A major part of the bounceback has been driven by the U.S. administration walking back some of its more "out there" positions on Fed independence and tariffs, and getting some positive signs back from the rest of the world too.
Investors have spent weeks agonising about whether the tariff announcement on April 2 was a negotiating tool or a genuine belief, and while we still do not know what the plan was at the time, there's enough going on to give traders hope that the outcome will be a series of deals that see the worst of the duties negotiated away.
After a first round of trade talks in Washington on Thursday, a delegation from Seoul said that South Korea and the United States agreed to craft a trade package aimed at removing new U.S. tariffs before the 90-day pause is lifted in July.
And after some encouragement from Treasury Secretary Scott Bessent this week, China is considering exempting some U.S. imports from its 125% tariffs, Reuters and others have reported.
Some numbers are also helping the mood, with no real sign of a recession in hard economic data, as opposed to surveys, Thursday's initial jobless claims were the latest to come in fine.
Again, it does not tell us anything much about the future, but strong earnings from Alphabet are also helping.
The next, and harder, question is how much further things can go.
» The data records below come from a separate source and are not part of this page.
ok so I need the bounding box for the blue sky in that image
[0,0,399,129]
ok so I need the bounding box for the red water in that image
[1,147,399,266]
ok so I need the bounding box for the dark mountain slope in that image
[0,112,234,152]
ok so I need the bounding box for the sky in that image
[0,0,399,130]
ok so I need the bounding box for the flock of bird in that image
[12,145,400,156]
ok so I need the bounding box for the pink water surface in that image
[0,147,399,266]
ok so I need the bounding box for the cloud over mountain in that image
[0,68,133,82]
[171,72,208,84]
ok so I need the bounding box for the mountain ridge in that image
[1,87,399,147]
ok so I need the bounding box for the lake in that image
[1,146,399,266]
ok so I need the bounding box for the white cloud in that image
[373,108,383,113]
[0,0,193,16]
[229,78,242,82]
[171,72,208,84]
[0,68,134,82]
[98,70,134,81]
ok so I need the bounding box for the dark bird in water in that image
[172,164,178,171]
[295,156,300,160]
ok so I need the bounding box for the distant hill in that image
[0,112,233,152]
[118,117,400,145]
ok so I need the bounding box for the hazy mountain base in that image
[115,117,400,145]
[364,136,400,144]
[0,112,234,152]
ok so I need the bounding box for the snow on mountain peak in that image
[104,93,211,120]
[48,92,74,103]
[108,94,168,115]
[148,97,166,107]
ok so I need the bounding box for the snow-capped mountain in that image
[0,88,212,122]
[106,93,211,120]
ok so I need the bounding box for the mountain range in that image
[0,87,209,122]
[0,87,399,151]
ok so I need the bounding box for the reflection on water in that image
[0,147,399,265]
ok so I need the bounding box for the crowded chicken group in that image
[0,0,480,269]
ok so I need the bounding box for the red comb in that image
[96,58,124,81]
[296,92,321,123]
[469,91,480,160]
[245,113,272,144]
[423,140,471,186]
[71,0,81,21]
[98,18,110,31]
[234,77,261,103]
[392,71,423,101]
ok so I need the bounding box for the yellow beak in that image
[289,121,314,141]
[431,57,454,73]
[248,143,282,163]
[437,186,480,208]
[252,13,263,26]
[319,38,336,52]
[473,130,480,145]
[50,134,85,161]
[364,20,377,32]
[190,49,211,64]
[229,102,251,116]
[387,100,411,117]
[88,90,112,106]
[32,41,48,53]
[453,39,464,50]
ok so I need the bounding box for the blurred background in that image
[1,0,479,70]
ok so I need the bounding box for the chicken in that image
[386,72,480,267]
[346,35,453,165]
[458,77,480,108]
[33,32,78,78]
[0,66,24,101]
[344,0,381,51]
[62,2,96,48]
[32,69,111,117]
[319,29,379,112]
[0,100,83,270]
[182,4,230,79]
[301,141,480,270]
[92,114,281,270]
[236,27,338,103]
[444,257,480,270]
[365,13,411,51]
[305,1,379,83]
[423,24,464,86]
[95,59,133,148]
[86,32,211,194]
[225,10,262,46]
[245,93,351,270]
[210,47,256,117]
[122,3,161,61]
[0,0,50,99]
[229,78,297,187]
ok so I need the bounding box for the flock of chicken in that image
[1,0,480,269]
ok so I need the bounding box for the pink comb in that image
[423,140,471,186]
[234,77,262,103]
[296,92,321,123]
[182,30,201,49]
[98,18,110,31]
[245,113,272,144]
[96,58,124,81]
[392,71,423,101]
The first bit of a market move is normally the easiest, as there are plenty of people who can stop selling and start buying - not the case when things are more balanced.
"My view is that the damage to U.S. exceptionalism will be longer lasting, but that it’s understandable that there'll be a relief recovery after the U.S. has come back from the brink policy wise," says Jim Reid, global head of macro research at Deutsche Bank.
It's also worth keeping an eye on the dollar, which gives a view of the U.S. on a relative basis.
That's now stopped depreciating, and is stronger on the week against the euro, yen and Swiss franc, though that's sufficiently marginal in the case of the first two that it may have changed by the time you read this.
The dollar certainly isn't halfway back to its position on April 2, let alone recent highs.
Let's wait for that to happen to say things are halfway back to normal.